I step aside. “You’re welcome to come in. I can wake him—”
He shakes his head. “I can wait for him in his apartment. Last thing I want is to invade your space.” He hesitates, then smiles. “I’ll hang there until he wakes up.”
“Sure. Yes. Um . . . let me get his key for you,” I say and then shut my door to go find it. When I look up, Lucas is standing in the doorway to the bedroom, hair mussed and eyes heavy with sleep.
“Who is it?” he asks.
“Your brother’s here.”
“My brother?” Confusion flickers, then irritation, and even though I can see there’s a sense of relief, he covers it up as soon as he speaks. “Everyone needs to stop worrying. I’m fine.”
But his eyes give him away. He’s confused and angry, trying to hide it behind a mask of indifference.
“He knows you’re fine. I know you’re fine. But that’s what family does, right? Come when you’re in need—or when they think you are.”
He grunts in response.
“He’s waiting for me to get him the key so he can see you when you’re up,” I say.
“I’ll go over. I’m—”
“Fine. Yes. I know.” I draw in a breath. “There’s going to come a time when you’re not, Lucas.”
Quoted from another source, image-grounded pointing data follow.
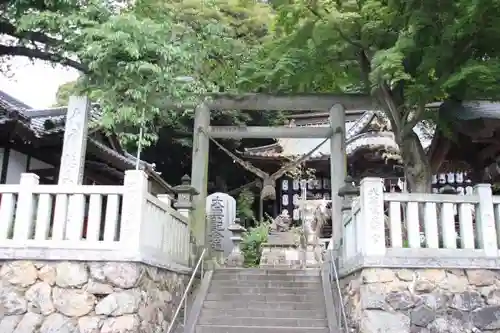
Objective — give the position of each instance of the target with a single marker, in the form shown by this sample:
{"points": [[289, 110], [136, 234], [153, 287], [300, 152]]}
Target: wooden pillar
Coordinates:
{"points": [[199, 175], [338, 168]]}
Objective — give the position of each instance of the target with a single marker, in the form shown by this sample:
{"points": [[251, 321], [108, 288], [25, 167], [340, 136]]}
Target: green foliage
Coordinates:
{"points": [[244, 205], [405, 53], [251, 245], [134, 55]]}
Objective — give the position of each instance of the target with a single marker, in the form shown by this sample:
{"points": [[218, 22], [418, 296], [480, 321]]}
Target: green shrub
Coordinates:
{"points": [[251, 244]]}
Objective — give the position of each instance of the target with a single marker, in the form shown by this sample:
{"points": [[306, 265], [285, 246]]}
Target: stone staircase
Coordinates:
{"points": [[264, 301]]}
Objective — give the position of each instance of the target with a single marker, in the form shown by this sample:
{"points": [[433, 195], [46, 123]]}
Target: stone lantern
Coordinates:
{"points": [[185, 194], [236, 257]]}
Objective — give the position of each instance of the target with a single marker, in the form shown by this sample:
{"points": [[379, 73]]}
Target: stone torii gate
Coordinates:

Instead of responding, he pulls me into him and presses his lips to mine. The kiss is tender and desperate, almost like he’s searching for something steady to keep him propped up.
“I need you, Em,” he murmurs. “I’ve never needed anyone so . . . I don’t know what that means.”
“It means you’re scared,” I say, voice steady even as my chest cracks. “And that’s okay. I’m here. I’m not going anywhere. I love you.”
He nods once, like that’s all he can manage.
Then he turns and heads across the hall to his brother. To the one person who has known this dream of his longer than anybody. The dream he just lost.
I stand there long after he closes the door, heart aching and the weight of his vulnerability, his loneliness, owning me.
Because I know more than anything that the hardest part hasn’t come yet for Lucas.
And when it does, I’ll be here for him, but I don’t know if that will be enough to keep him afloat.